Media melodrama: Push this back

Former Alaska Gov. Sarah “Caribou Barbie” Palin continues her reign of stupidity in American culture by her remarks over the weekend that the president’s health care reform would result in “death panels” to decide who lives or dies.

The ex-leader and failed Republican vice presidential candidate later backed off and asked for “restraint,” perhaps because folks in her own party were calling her contentions “nuts.”

Perhaps what is worse than the moronic expressions and downright silliness coming from those who are basically shills for big corporations who oppose health reform is that national media coverage of it all has received so much play.

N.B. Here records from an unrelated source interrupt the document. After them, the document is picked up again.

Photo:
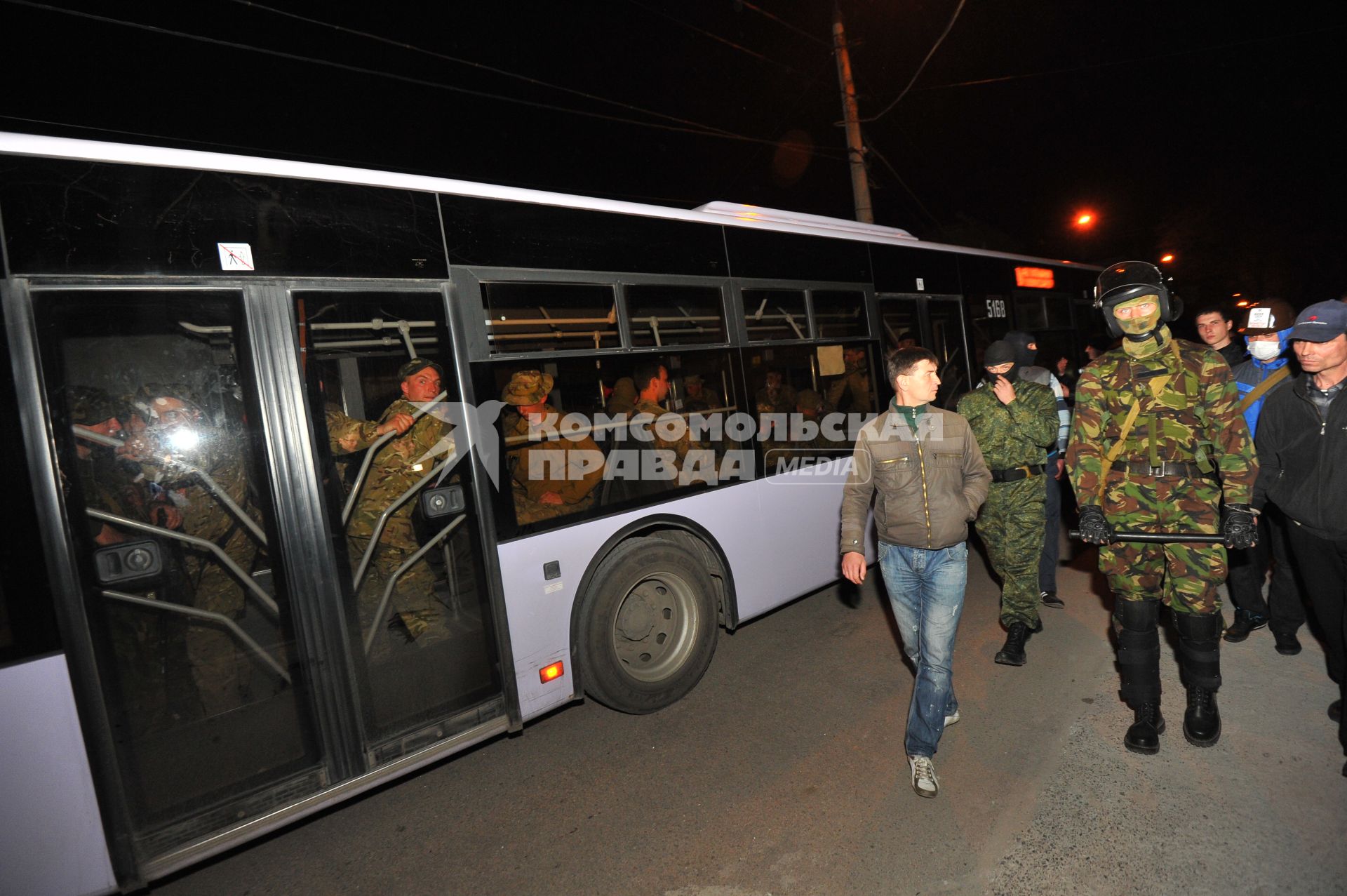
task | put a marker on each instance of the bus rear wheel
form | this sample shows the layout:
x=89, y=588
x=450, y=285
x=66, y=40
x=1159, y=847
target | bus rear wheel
x=648, y=625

If it could be proven that the anger we see each day on TV at townhalls is genuine as opposed to manufactured, or Astroturf, then the overwhelming media coverage would be warranted. But I think enough doubt and enough evidence has been raised that these shouting matches that pass for civic discourse is largely a tactic by big business and the Republican establishment to scare and whip opposition for health reform into a frenzy.

It would seem after being used to gain public support for an unnecessary war in Iraq that the media would get it.

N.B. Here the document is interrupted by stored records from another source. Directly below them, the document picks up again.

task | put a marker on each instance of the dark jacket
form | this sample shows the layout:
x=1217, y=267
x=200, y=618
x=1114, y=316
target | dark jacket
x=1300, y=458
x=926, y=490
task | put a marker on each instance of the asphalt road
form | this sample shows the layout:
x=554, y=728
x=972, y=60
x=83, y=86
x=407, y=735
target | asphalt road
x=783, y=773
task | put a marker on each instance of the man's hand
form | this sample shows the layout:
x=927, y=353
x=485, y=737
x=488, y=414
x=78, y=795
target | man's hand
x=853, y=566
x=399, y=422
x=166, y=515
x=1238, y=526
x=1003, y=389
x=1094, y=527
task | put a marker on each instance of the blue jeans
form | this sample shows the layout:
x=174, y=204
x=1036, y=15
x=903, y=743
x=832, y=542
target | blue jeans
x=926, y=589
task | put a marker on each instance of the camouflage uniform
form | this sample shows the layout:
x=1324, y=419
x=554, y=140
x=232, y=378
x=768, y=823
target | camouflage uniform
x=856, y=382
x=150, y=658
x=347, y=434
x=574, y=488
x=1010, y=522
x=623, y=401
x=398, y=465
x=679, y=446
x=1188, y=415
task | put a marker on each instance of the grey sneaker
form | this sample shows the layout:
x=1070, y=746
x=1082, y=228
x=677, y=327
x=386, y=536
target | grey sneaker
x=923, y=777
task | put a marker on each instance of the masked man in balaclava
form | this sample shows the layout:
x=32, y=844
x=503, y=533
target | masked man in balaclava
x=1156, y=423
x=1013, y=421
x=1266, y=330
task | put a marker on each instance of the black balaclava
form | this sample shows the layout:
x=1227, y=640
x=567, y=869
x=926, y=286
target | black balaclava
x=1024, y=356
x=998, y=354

So much of what one sees today in, at least the national media, is political conflict. That seems all that matters to news producers and editors in these national newsrooms. It is like Washington Post media critic Howard Kurtz observed in a WP online chat yesterday when he said that the media likes to “keep stirring the pot and reducing everything to melodrama.”

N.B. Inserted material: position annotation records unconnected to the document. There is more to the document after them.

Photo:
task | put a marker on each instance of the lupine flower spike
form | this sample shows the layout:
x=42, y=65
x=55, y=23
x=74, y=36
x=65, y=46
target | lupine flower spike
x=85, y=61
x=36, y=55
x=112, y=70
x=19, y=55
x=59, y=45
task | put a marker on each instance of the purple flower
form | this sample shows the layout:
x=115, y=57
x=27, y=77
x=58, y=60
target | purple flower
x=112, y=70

Is the media in such coverage these days reflecting what the public wants to hear or are they molding the message to keep stirring the pot and turning the news into soap opera fodder?

That’s what it all seems like sometimes to me and I wish the media would stop it. And stop it right now! Cover the news, damn it. If I want soap operas I will watch “One Life to Live” or read about the Palin family.

And while you are at it, will you all in the national media and on cable channels quit using the gratuitous use of the word “pushback.” Yes, it is a real word and in most cases the meaning is being used somewhat in a correct fashion. But it is a buzzword and buzzwords get old in a hurry, especially if they aren’t funny.

What goes well with a fine Alaskan whine?

One would think for all the tough talk that some of this nation’s Republican leaders can blow out their wazoos that they would have skin like their mascot elephant’s.

That doesn’t seem to be the case though.

I saw the oversensitivity of George W. Bush in person and on television many a time, especially when I covered his Texas gubernatorial press conferences.

Ultra-conservative pundit and de facto GOP leader Rush Limbaugh has made his whole radio persona based on his inability to take criticism.

And it seems that since the time she was nominated as Republican vice presidential candidate up until the present, Gov. Sarah Palin has become that quintessential Alaskan whine.

At every step Palin — whose PR built her as a rough-and-tumble jock, hockey mom and wilderness outdoorswoman — has found a target for blame when her situation went awry. Primarily her target has been the media although she has found others on which she could play the victim such as the spat between her and David Letterman over a crude joke the latter made and later apologized.

Now that Palin is leaving office, she has threatned several blogs as well as MSNBC and The Washington Post with defamation lawsuits over the possibililty her resignation might have been connected to ethics investigations. I thought Conservatives were against frivilous litigation.

Even with Palin leaving office it would seem her victory in specious defamation suits would be highly unlikely even though it could prove expensive for plaintiffs, at least in the beginning.

One has to believe that some of those ultra-conservative Republicans who talk tough and feel the solution to any problem is dissolving taxes and government while unleashing nuclear bombs on our real or perceived enemies suffer from a bad case of the “Can Dish It Out But Can’t Take Its.”

Of course, I’m no political consultant or expert. I’m just a guy articulating my opinion out loud, and mostly to myself. But if I had any advice for some of the Sarah Palins in the world who feel blaming others increases their own stature, it would be this: Please don’t utter any lines urging others to buck up and take personal responsibility.  We are used to hypocrisy in government, especially by your ilk, but sometimes you can only take too much of a good thing so far.